[FEATURE] Improve validation for SQL statement

dai-chen commented 1 year ago

Is your feature request related to a problem?

Improve validation for SQL create statement:

For DDL statement (create): a. Validate WITH options and report error if invalid given b. Check if given column is not supported by skipping/covering index, report error early instead of reporting when submitting DataFrame job at background
For DML statement (show/desc/refresh), report error if given table name invalid

What solution would you like?

For 1a) WITH options, Add validate logic in FlintSparkIndexOptions
For 1b) streaming job, need to figure out how to validate it early
For 2, add IT to verify if this is the current behavior

dai-chen commented 1 year ago

Other validation example:

scala> (flint
     |   .materializedView()
     |   .name("myglue.default.lineitem_metrics")
     |   .query("SELECT window.start, COUNT(*) FROM stream.lineitem_tiny GROUP BY TUMBLE(l_shipdate, '1 Month')")
     |   .options(FlintSparkIndexOptions(Map(
     |     "auto_refresh" -> "true",
     |     "checkpoint_location" -> "s3://test/checkpoints/"
     |   )))
     |   .create())
java.lang.IllegalArgumentException: Intervals greater than a month is not supported (1 Month).
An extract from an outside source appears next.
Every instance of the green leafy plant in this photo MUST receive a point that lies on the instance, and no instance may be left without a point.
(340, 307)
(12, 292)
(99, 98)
# Select alias is required otherwise StructType.fromDDL() may fail if any parentheses in column name
scala> (flint
     |   .materializedView()
     |   .name("myglue.default.lineitem_metrics")
     |   .query("SELECT window.start, COUNT(*) FROM stream.lineitem_tiny GROUP BY TUMBLE(l_shipdate, '1 Week')")
     |   .options(FlintSparkIndexOptions(Map(
     |     "auto_refresh" -> "true",
     |     "checkpoint_location" -> "s3://test/checkpoints/"
     |   )))
     |   .create())
org.apache.spark.sql.catalyst.parser.ParseException:
Syntax error at or near '('(line 1, pos 30)

== SQL ==
start timestamp not null,count(1) long not null

dai-chen commented 1 year ago

Another validation required. Because whereClause and mvQuery rule can match anything (non-greedily). If anything wrong in WITH clause after it, the query will still be accepted and reply on Spark to validate.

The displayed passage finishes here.